Festival
Rakṣā Bandhan
The full moon of the thread that binds protection
Next: Thursday, 27 August 2026
The thread tied before the battle
Drawing on the Bhaviṣya Purāṇa and the Mahābhārata traditions of the protective thread.
Rakṣā bandhan means simply "the bond of protection" — a thread tied around the wrist, with a vow folded into it: I will guard you, and you me. The full moon of Śrāvaṇa is its day.
The oldest form of the story is not about brother and sister at all, but about a battle. The Bhaviṣya Purāṇa tells of a war between the gods and the asuras going badly for the gods. Before Indra returned to the fight, his consort Śacī (Indrāṇī) took a thread, charged it with her prayer and her resolve, and tied it around his wrist as a rakṣā — a guard. So armed, Indra prevailed.

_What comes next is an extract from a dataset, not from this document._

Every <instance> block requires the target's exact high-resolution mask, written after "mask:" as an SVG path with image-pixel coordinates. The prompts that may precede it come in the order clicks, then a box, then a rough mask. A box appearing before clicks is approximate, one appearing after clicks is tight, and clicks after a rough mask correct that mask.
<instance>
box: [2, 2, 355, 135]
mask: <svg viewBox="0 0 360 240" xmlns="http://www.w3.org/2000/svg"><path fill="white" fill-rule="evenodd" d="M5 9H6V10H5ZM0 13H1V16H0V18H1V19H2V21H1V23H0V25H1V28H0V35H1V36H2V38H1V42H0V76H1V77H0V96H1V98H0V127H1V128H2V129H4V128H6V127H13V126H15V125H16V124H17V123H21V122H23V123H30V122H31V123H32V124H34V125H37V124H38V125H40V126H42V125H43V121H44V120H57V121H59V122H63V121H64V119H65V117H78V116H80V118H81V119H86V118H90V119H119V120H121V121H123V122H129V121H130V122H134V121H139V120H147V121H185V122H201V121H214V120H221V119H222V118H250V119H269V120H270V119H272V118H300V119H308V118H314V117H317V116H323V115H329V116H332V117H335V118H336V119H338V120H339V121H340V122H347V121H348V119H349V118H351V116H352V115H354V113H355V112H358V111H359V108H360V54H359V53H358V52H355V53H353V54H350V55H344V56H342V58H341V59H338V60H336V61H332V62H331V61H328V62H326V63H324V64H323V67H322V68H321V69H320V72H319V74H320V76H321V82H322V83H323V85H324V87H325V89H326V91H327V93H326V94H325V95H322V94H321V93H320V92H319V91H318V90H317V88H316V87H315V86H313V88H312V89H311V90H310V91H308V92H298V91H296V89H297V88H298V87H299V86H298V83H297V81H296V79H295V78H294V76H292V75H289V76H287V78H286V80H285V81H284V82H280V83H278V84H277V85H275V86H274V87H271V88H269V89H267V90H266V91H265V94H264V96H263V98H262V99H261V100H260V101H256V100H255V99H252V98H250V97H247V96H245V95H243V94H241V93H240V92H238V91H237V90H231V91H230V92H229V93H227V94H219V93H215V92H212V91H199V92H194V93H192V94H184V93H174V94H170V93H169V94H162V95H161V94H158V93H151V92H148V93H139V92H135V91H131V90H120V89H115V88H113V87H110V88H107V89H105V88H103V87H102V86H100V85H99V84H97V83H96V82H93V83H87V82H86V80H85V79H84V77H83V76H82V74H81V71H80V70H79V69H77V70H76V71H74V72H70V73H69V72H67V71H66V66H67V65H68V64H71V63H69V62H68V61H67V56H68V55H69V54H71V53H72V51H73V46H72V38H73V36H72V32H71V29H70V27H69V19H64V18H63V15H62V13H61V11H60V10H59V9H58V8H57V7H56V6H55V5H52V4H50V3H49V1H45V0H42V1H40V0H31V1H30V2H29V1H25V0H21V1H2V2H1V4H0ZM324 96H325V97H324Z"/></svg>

The thread was never a charm in itself; it was a love made tangible, worn where it could be seen.
The Mahābhārata keeps a smaller, sharper version. When Kṛṣṇa once cut his finger, Draupadī tore a strip from her sārī and bound the wound without a thought. Kṛṣṇa took the small act as a bond, and held himself her debtor — a debt he is said to have remembered in her worst hour, when her honour was being stripped in the Kaurava court and the cloth would not end. The torn strip and the endless sārī are the same thread, paid back.
From these the living custom grew: a sister ties the rakṣā to her brother, and he vows her protection — but the deeper form is older and wider than blood. The thread can be tied by a priest to a patron, by anyone to anyone whose safety they take on. It is the visible form of a promise to stand between another person and harm.
What is done, and why
On the day, the rakṣā — a simple thread, or an ornate one — is tied at the wrist with a tilaka and sweets, and the one who ties it is given a gift and, more importantly, the vow of protection in return. The act is small and the meaning is not: a relationship of mutual guarding is named out loud and worn for all to see. There is no fast.
How it is kept
Rakṣā Bandhan falls on the full moon (Pūrṇimā) of Śrāvaṇa. It is also Upākarma for many brāhmaṇas — the day the sacred thread is renewed.
Why it is kept
The festival makes a private thing public and a fleeting thing durable: it takes the unspoken promise that people who love each other will protect each other, and turns it into a thread you can see on the wrist for days. Śacī's prayer and Draupadī's torn cloth are both this — protection given before it is needed, and remembered when it is.